Supplementary Material
Acknowledgements
We are grateful to all children and families that participated in this study. We especially thank Professor Dirkje Postma for helpful comments and support during the course of this study. MGN was supported by an ERC Advanced Grant (833247) and a Spinoza Grant of the Netherlands Organization for Scientific Research. Catherine Laprise is part of the Quebec Respiratory Health Network (RHN; https://rsr-qc.ca/en/), the investigator of CHILD Study, the director of the Centre intersectoriel en santé durable de l’UQAC and the chairholder of the Canada Research Chair in the Environment and Genetics of Respiratory Disorders and Allergy (http://www.chairs.gc.ca).
Funding
The Mechanisms of the Development of ALLergy (MeDALL) EU project was supported by the seventh Framework programme (grant agreement number 261357). The Biobank-Based Integrative Omics Studies (BIOS) Consortium was funded by BBMRI-NL, a research infrastructure financed by the Dutch government (NWO 184.021.007). Cohort specific funding is described in the Online Supplement.

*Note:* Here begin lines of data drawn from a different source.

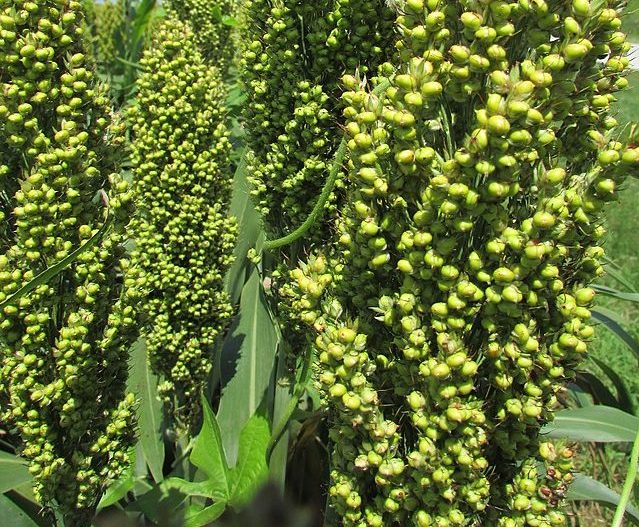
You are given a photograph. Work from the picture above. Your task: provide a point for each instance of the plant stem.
(318, 210)
(628, 485)
(298, 391)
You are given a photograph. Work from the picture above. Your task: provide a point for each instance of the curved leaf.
(144, 384)
(585, 488)
(624, 397)
(56, 269)
(13, 472)
(120, 488)
(597, 389)
(208, 455)
(248, 360)
(205, 516)
(598, 424)
(249, 231)
(615, 293)
(13, 515)
(251, 469)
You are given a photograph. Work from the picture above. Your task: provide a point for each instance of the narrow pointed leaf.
(599, 391)
(598, 424)
(208, 455)
(249, 230)
(13, 515)
(13, 472)
(248, 358)
(585, 488)
(144, 384)
(615, 293)
(120, 488)
(251, 469)
(56, 269)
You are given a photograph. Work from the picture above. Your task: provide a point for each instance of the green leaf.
(247, 364)
(206, 516)
(612, 322)
(251, 469)
(598, 424)
(208, 455)
(615, 293)
(614, 271)
(144, 384)
(585, 488)
(13, 515)
(56, 269)
(13, 472)
(593, 385)
(249, 231)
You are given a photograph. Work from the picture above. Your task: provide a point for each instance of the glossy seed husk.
(457, 305)
(63, 346)
(184, 237)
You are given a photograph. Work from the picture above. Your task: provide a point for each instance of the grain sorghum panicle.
(64, 346)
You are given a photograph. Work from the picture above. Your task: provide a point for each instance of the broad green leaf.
(208, 455)
(144, 384)
(13, 472)
(585, 488)
(12, 515)
(612, 322)
(251, 469)
(202, 489)
(599, 424)
(120, 488)
(249, 230)
(247, 364)
(205, 516)
(580, 396)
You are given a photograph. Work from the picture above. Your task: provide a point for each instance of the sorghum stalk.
(213, 36)
(458, 304)
(184, 236)
(63, 346)
(294, 54)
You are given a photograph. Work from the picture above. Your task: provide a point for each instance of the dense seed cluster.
(184, 237)
(107, 30)
(294, 54)
(63, 347)
(457, 306)
(213, 36)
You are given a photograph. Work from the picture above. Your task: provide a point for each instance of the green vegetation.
(350, 252)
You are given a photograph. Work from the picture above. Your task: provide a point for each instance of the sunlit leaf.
(251, 469)
(248, 357)
(599, 424)
(13, 472)
(144, 384)
(208, 455)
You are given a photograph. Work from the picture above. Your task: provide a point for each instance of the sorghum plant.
(183, 234)
(456, 306)
(64, 346)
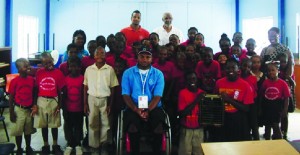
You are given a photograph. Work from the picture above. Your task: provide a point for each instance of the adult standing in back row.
(167, 29)
(135, 32)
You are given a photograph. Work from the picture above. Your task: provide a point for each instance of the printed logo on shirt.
(74, 93)
(272, 93)
(47, 84)
(25, 93)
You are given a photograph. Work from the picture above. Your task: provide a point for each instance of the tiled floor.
(37, 141)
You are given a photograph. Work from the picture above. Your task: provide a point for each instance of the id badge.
(143, 102)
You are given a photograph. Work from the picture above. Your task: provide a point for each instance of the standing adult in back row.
(135, 32)
(167, 29)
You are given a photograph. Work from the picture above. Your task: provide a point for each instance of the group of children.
(90, 86)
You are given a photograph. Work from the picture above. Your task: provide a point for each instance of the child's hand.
(284, 113)
(57, 111)
(13, 116)
(34, 110)
(108, 108)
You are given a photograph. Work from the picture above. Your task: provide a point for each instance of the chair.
(4, 102)
(7, 148)
(3, 105)
(123, 142)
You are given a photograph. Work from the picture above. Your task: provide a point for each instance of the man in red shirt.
(135, 32)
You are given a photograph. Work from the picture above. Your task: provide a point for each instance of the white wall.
(292, 8)
(253, 9)
(212, 18)
(2, 23)
(29, 8)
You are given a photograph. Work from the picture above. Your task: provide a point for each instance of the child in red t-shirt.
(208, 70)
(191, 135)
(72, 51)
(49, 82)
(73, 106)
(274, 96)
(20, 105)
(237, 96)
(253, 109)
(283, 58)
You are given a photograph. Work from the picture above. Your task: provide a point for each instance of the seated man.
(142, 89)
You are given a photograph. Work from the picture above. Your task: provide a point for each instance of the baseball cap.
(145, 50)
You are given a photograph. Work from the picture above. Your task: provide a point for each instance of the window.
(257, 29)
(28, 36)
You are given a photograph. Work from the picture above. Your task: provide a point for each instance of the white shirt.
(99, 81)
(164, 35)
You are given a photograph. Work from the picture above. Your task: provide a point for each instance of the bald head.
(167, 18)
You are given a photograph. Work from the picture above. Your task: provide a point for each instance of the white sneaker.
(68, 150)
(78, 150)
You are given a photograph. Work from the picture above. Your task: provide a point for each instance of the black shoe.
(46, 149)
(19, 151)
(56, 149)
(29, 151)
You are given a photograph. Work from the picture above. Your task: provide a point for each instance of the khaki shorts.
(45, 117)
(190, 141)
(24, 123)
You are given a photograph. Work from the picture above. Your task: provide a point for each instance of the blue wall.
(292, 8)
(212, 18)
(2, 25)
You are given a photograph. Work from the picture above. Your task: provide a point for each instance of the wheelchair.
(123, 142)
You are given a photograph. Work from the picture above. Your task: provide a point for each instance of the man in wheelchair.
(142, 89)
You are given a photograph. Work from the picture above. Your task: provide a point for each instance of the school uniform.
(73, 110)
(191, 133)
(99, 82)
(63, 67)
(48, 83)
(274, 93)
(22, 90)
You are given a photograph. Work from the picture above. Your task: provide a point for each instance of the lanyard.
(144, 82)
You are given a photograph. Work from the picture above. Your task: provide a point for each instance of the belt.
(47, 97)
(23, 107)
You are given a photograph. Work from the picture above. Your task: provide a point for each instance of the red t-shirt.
(178, 76)
(185, 98)
(167, 69)
(213, 70)
(238, 90)
(49, 82)
(22, 89)
(252, 81)
(134, 35)
(274, 90)
(63, 67)
(74, 87)
(86, 62)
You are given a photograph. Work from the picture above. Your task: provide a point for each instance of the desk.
(270, 147)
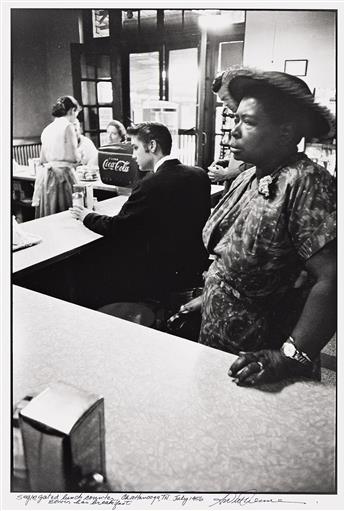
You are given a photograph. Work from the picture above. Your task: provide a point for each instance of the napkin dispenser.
(63, 438)
(116, 165)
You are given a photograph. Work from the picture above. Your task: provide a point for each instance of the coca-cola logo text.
(116, 165)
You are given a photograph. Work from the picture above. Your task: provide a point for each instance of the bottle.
(78, 199)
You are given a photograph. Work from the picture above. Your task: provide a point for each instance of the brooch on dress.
(264, 186)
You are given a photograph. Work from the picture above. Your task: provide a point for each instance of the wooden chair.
(23, 149)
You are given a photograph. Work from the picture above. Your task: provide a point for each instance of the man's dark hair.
(63, 105)
(147, 131)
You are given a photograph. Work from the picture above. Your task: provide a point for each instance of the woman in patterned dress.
(276, 221)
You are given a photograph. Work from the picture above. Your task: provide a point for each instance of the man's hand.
(217, 172)
(264, 366)
(79, 212)
(192, 306)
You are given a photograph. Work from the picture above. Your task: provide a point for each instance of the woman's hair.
(120, 128)
(281, 109)
(63, 105)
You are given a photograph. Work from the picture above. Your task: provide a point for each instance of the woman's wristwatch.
(290, 350)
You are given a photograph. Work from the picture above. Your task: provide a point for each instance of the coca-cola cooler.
(116, 165)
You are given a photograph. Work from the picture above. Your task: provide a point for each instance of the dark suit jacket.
(159, 229)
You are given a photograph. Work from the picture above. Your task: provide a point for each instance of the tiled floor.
(329, 362)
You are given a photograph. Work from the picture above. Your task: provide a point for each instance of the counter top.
(61, 236)
(22, 172)
(174, 420)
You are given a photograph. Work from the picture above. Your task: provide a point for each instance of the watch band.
(298, 355)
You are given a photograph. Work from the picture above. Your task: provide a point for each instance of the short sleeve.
(312, 212)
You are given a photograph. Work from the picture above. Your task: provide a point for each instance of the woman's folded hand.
(79, 212)
(264, 366)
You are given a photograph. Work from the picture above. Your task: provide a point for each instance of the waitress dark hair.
(63, 105)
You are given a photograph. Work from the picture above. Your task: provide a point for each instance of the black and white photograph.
(170, 255)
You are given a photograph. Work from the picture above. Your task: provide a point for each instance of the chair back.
(24, 149)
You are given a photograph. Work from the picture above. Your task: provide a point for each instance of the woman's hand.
(192, 306)
(255, 368)
(79, 212)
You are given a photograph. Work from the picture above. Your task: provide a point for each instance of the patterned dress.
(260, 242)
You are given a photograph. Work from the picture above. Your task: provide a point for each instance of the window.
(96, 95)
(144, 81)
(100, 23)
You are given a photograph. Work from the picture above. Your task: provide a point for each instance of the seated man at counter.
(154, 245)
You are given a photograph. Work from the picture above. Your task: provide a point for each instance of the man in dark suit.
(154, 245)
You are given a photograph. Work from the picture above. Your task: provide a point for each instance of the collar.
(162, 160)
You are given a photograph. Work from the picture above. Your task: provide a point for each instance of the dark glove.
(264, 366)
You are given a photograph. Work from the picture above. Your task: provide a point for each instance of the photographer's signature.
(243, 499)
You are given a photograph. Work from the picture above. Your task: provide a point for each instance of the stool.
(141, 313)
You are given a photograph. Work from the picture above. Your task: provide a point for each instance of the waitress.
(59, 157)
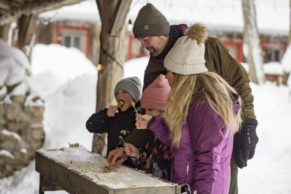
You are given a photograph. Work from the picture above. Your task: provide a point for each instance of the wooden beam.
(120, 16)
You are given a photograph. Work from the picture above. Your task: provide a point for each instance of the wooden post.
(26, 33)
(4, 32)
(112, 56)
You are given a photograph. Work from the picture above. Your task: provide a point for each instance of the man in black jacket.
(158, 37)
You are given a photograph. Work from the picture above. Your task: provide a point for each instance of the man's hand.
(111, 111)
(116, 157)
(141, 121)
(131, 150)
(245, 142)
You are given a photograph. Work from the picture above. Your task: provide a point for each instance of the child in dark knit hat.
(118, 120)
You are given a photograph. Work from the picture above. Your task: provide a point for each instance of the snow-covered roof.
(223, 15)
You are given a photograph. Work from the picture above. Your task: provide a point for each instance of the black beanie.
(150, 22)
(131, 85)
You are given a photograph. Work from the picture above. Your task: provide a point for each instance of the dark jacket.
(119, 125)
(218, 60)
(155, 156)
(205, 149)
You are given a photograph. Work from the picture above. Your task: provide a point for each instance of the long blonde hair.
(209, 86)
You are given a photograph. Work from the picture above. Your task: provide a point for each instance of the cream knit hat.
(187, 55)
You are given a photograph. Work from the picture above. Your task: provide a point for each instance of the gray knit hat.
(132, 85)
(150, 22)
(187, 55)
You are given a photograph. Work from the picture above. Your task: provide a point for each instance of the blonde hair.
(207, 85)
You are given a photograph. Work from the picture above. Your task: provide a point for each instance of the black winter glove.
(245, 142)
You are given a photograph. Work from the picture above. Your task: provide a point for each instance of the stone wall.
(21, 129)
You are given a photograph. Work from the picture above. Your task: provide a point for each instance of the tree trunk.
(112, 56)
(252, 49)
(286, 72)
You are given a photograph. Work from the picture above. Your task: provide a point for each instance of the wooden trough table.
(79, 171)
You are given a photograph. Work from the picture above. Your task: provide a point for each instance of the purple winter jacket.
(203, 157)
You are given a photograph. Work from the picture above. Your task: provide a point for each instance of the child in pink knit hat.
(142, 146)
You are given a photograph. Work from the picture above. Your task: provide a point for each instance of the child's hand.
(116, 157)
(131, 150)
(141, 121)
(111, 111)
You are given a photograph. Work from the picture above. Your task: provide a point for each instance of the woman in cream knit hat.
(209, 107)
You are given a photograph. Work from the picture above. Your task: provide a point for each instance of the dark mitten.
(245, 142)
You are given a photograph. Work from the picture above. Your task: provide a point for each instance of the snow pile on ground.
(71, 102)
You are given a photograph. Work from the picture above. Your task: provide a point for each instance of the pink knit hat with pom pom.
(155, 96)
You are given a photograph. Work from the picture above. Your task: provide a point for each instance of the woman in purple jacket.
(203, 111)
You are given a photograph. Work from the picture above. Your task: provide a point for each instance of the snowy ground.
(70, 85)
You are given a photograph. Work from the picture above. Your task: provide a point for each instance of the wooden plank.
(65, 178)
(76, 180)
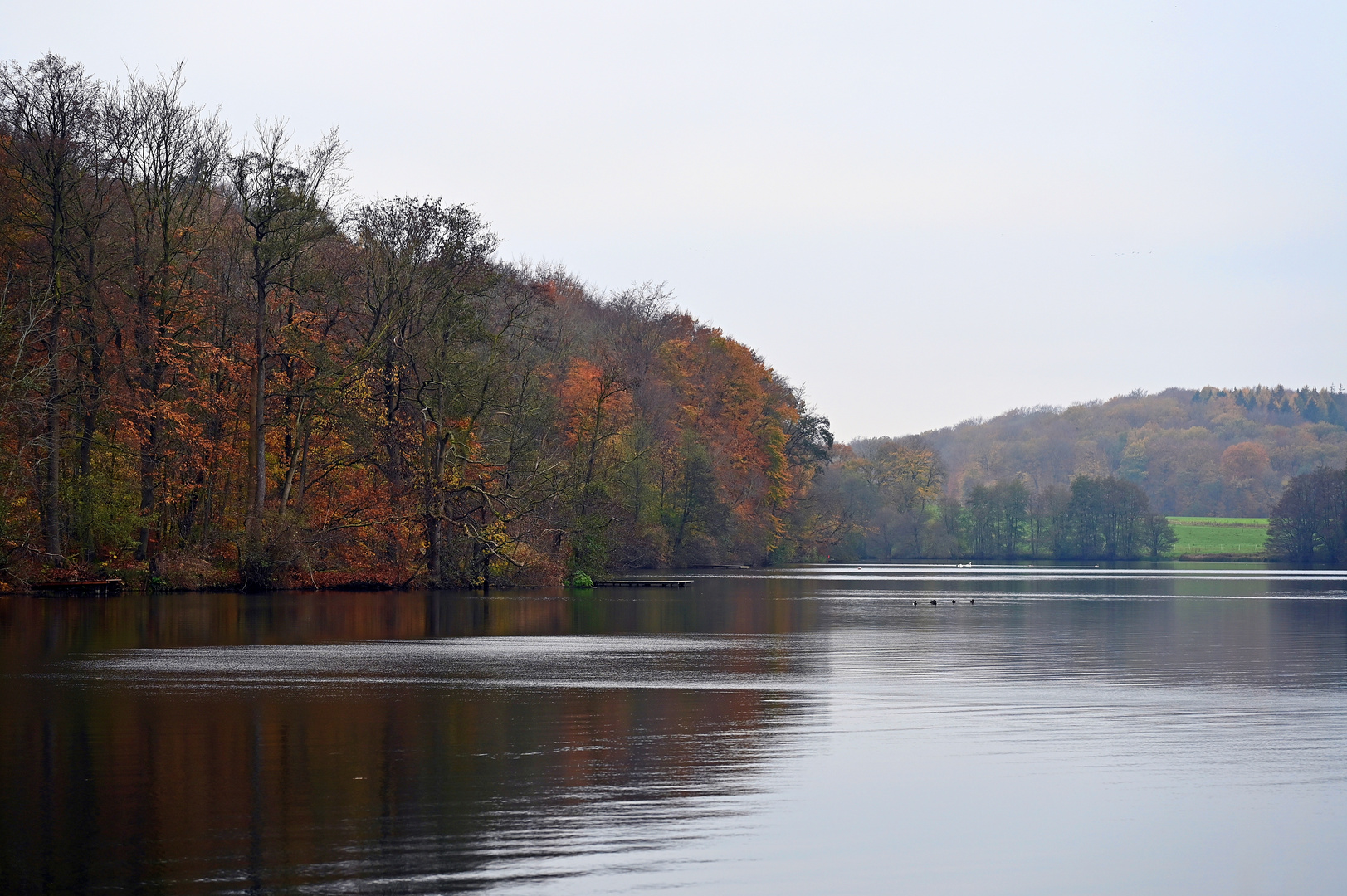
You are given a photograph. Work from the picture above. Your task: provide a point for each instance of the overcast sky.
(921, 212)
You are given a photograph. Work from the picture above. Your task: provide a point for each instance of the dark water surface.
(811, 731)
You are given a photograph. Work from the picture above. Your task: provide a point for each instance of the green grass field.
(1219, 535)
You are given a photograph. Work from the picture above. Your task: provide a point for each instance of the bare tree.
(285, 201)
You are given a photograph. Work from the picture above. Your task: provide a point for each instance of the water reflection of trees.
(186, 790)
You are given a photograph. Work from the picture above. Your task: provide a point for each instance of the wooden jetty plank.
(81, 587)
(644, 582)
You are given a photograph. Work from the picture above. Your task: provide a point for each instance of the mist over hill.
(1208, 451)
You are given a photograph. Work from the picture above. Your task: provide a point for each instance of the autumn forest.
(224, 369)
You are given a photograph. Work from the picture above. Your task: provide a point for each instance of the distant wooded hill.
(1197, 453)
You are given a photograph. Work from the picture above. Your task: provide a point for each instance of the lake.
(804, 731)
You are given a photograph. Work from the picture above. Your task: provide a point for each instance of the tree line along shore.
(221, 369)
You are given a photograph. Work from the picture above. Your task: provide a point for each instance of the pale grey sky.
(921, 212)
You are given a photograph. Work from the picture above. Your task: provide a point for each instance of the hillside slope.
(1197, 453)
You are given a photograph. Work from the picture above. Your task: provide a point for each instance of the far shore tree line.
(892, 499)
(220, 368)
(889, 499)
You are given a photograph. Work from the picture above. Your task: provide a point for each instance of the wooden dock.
(644, 582)
(86, 587)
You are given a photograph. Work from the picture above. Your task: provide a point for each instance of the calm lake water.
(808, 731)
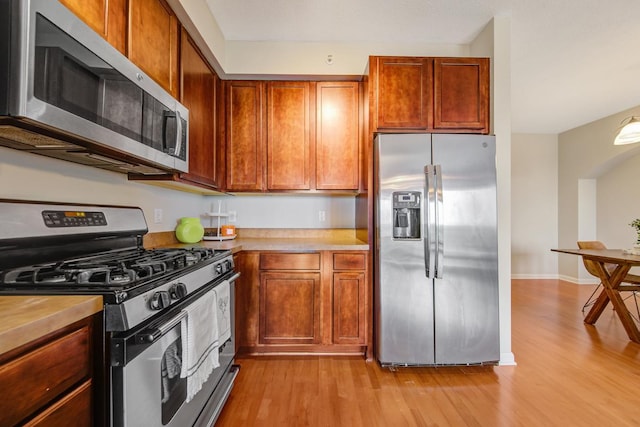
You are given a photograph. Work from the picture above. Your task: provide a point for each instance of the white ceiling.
(573, 61)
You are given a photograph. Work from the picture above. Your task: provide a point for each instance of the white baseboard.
(534, 276)
(507, 359)
(570, 279)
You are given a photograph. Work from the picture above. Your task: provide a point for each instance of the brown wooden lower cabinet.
(49, 382)
(289, 308)
(302, 302)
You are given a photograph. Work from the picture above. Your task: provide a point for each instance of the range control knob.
(178, 291)
(159, 300)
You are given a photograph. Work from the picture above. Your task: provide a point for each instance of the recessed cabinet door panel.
(106, 17)
(348, 308)
(289, 308)
(337, 136)
(153, 41)
(199, 91)
(461, 90)
(289, 148)
(245, 136)
(404, 93)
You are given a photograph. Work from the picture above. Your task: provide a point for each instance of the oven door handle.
(150, 335)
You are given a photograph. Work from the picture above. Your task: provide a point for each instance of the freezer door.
(403, 294)
(466, 295)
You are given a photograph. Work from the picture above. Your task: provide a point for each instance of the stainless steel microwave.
(67, 93)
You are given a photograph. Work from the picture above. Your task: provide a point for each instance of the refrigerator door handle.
(438, 221)
(429, 236)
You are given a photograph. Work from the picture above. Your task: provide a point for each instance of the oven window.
(174, 388)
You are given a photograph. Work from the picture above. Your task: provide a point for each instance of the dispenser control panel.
(406, 214)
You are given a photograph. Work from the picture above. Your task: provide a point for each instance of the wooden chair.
(632, 280)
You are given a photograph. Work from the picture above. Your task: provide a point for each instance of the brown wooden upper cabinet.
(461, 94)
(200, 87)
(146, 31)
(293, 136)
(402, 88)
(106, 17)
(338, 134)
(153, 41)
(429, 94)
(289, 135)
(245, 133)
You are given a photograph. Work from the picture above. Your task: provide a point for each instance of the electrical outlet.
(157, 215)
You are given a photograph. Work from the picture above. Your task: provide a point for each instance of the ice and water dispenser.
(406, 214)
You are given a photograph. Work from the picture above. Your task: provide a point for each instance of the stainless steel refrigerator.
(436, 275)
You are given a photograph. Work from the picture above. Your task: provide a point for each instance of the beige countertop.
(26, 318)
(287, 244)
(277, 240)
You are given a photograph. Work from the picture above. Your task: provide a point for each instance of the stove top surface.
(108, 271)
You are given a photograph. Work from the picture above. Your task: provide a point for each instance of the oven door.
(148, 390)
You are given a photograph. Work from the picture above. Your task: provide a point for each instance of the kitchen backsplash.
(31, 177)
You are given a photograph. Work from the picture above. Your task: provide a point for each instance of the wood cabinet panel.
(289, 261)
(247, 299)
(403, 94)
(349, 308)
(153, 41)
(349, 261)
(289, 308)
(337, 135)
(105, 17)
(245, 136)
(73, 410)
(199, 91)
(446, 95)
(37, 378)
(461, 93)
(289, 138)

The funders of the study had no role in the design of the study, data gathering, analysis, interpretation, writing of the report, or in the decision to submit the report for publication.
Abbreviations used:
- 450K
Illumina Infinium HumanMethylation450 BeadChip
- 500FG
500 Functional Genomics project
- BAMSE
Barn/Children, Allergy, Milieu, Stockholm, Epidemiology
- BIB
Born in Bradford
- BIOS
Biobank-based Integrative Omics Studies
- CpGs
CpG sites
- DMR
Differentially Methylated Regions
- ECA
Environment and Childhood Asthma study in Oslo
- EDEN
Déterminants pré et post-natals du développement de la santé de l’enfant
- eQTM
expression quantitative trait methylation
- EWAS
Epigenome-wide association study
- FDR
False discovery rate
- GREAT
Genomic Regions Enrichment of Annotations Tool
- GWAS
Genome-wide association study
- IgE
Immunoglobulin E
- INMA-SAB
Infancia y Medio Ambiente–Sabadel
- MeDALL
Mechanisms of the Development of ALLergy
- meQTLs
methylation quantitative trait loci
- PIAMA
Prevention and Incidence of Asthma and Mite Allergy
- QC
Quality control
- RHEA
Mother-Child Cohort in Crete
- SNP
Single nucleotide polymorphism
Footnotes
Disclosure of potential conflict of interest:
Dr. van Hage reports personal fees from Thermo Fisher Scientific and ALK, personal fees from Biomay AG, Vienna, Austria and Hycor Biomedical LLC, CA, US., outside the submitted work. Dr. Koppelman participated in advisory board meetings for GSK and Pure-IMS, outside the submitted work. All other authors declare no competing interests.